WARNING These connections are very tenuous but I found them interesting and hope you do too!
The Parnell Monument in O’Connell Street, Dublin
Charles Stewart Parnell was dubbed “The Uncrowned King of Ireland” despite being a Protestant landowner in Ireland. He was also famous for his ‘scandalous’ affair with the married Kitty O’Shea. Read a resumé of his life and influence in Victorian Ireland here.
My maiden name was Parnell and when my sister-in-law and husband suggested a visit to Avondale House in Co. Wicklow, Parnell’s former home, I was delighted. As far as I am aware there is no family connection.
Surprisingly, Avondale House was open on weekdays in May. I’ve just looked at the website and see that it is now closed until further notice due to work being carried out.
“Avondale House, the birthplace and home of Charles Stewart Parnell (1846-1891) one of the greatest political leaders of Irish history. Set in a magnificent forest park of over 500 acres with tree trails and walks ranging in duration from one to five hours. This beautiful Georgian House designed by James Wyatt and built in 1777 contains fine plasterwork and many original pieces of furniture. The American Room is dedicated to Admiral Charles Stewart – Parnell’s American grandfather who manned the USS Constitution during the 1812 war. Visitors are introduced to this wonderful historical house by a specially commissioned audio visual presentation.”
There were no other visitors but I was able to tour the house, buy postcards and we enjoyed tea and cake outside at the picnic tables. The house and grounds are now owned and managed by Coilte Outdoors (Irish Forestry). We did come across a group of walkers who were enjoying the extensive estate and woodland/forest paths. If ever I’m lucky enough to return to Avondale I’d love to take a hike there.
Ground Floor Appartments
The house tour begins with a specially commissioned audio visual presentation. Most of the main rooms of the house can be visited and photography is allowed.
After visiting the ground floor apartments, which are suitably decorated and furnished for the period, the tour continues upstairs where there is some exhibition space and artefacts formerly belonging to Parnell and family.

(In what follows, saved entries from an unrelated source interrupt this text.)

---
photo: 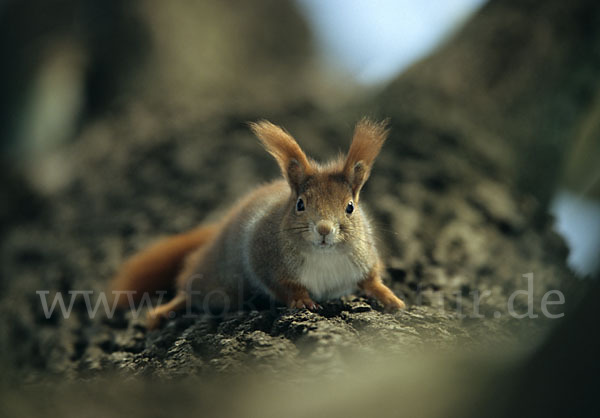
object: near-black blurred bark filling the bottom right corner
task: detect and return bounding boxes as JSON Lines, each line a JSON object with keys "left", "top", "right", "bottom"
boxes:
{"left": 482, "top": 278, "right": 600, "bottom": 417}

The American Room was the bedroom in later life of Parnell’s American mother, Delia Tudor Stewart the daughter of Admiral Charles Stewart who manned the USS Constitution during the 1812 War. Both he and his ship gained the nickname “Old Ironsides”. Delia died as a result of burns which she received after a fire in this room. The Wooton Desk was originally the property of her father.
The Wooton Desk
Wooton Desk Files
There is a well-known (in Ireland, anyway) song about Parnell – The Blackbird of Sweet Avondale.
“The Blackbird of Sweet Avondale Charles Stewart Parnell was imprisoned in Kilmainham Jail in Dublin in 1881 for the leading part he played in the Irish Land League. In songs of rebellion or songs that the government might consider seditions, it was common to use a synonym instead of a person’s real name. In this case, Parnell is “The Blackbird of Sweet Avondale“. [source]
It’s nice to think of this connection with Ireland
My other family connection is more real but it has been hard to find much concrete evidence.
During the War my Dad served in the RAF and for a while, early on in his career, for he spent most of the War in India, was stationed (presumably for training) in Northern Ireland. One of the places he used to talk about was Newtownbutler. Before I went to Ireland and whilst I was staying at the Crom Estate in Co. Fermanagh I tried to find out more about radar stations in the area but with no luck at all. I spoke with two chaps who were interested in finding out about what went on in the area but we were none of us able to shed any light on the situation. This was all we could find (and the date is too late for Dad as he was already on his way to India). Scroll down to two photos labelled Newtownbutler.
I’ll just to divert for a moment here to mention that The Crom Estate played an important role during the Second World War and there was a good exhibition in the National Trust Visitor Centre on the site.
In the autumn of 1942 American soldiers arrived and used the estate to prepare for D-Day. The officers lived in the Castle and the men in Nissen huts scattered throughout the site. They practised building bayley bridges, marching and manoeuvres.
I visited Newtownbutler itself, tried to find the site of the former radar station which is now private land and not easily accessible and enquired at the Co. Fermanagh Information Bureau in nearby Lisnaskea but all to no avail. The village was really just a couple of streets leading to a crossroads.
At the Crossroads in Newtownbutler
Still, I’m happy to have visited somewhere that Dad spent time and he talked about Northern Ireland with great affection. British forces, of course, were not allowed to cross the border into southern Ireland as it was a neutral country at the time.